The whole gaggle of them hushed and glared at the cousins. It would go this way a fair bit: Lucas looking tough, Joss leeching off that toughness, counting himself lucky to share blood with him, and Billy Bird’s Eye letting his gaze do the talking. Deep down, I reckon the rest of those boys knew the cousins had something they didn’t, because nobody let slip a single word against Lucas. The Headmaster, arms crossed, said with a grin, Well boys, who’s going to prove him wrong?

They killed a goanna, each for a different reason, though I suppose that doesn’t quite matter. When they were raining down blow after blow, they had the same scene in mind: shattered scales and broken teeth, bloody bones, claws and carnage. Nobody amongst them knew it would happen. See, it started out harmless enough, though these things tend to crescendo don’t they? Harmless, depending on who you ask I suppose.

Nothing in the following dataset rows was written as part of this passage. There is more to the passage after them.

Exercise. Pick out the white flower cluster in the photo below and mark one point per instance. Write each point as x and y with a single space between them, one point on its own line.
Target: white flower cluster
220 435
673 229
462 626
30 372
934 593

I wonder whether that crafty Headmaster had an inkling of what was to come. Why else rile them up with bearpoke taunt? You could smell his words all in the air, creeping into the boys’ ears and ring-a-ring-a-rosying round their minds, daring them to drop dead. Some did – couldn’t hack slithering through mud like a brown snake, bounding through thickets and thorns, ripping grunts and growls from their squeaky voices. There was no room for tears if you caught a splinter from dragging and flipping logs. Instead, the senior boys brought by the Headmaster, adorning medals and muscles from camps prior, blasted the soft young brains with chants of Oomp papa oom pa! and obscene songs about feeding fires. Then after a handshake and ring-kiss from a local farmer, the Headmaster brought out the sheep. Are you gonna let that precious wool escape? Or are you gonna make sure it goes to the Kingdom? he asked. The senior lads spat out instructions like generals on the battlefield. Some of the boys followed, charging at the sheep, who raced around in a blind craze. The lot who stood fused to the earth, confused and cautious, well, they got the same treatment that the slow horse gets when there’s a hefty bet.

Go Go Go!

Again Again Again!

Move it Move it Move it!

Faster you pussy peasants!

If the boys had grievances or cries of anguish, they let them loose into the thick wool as they slammed into the sheep, dragged them by their feet, over and over again until, to the kids, they were just meat.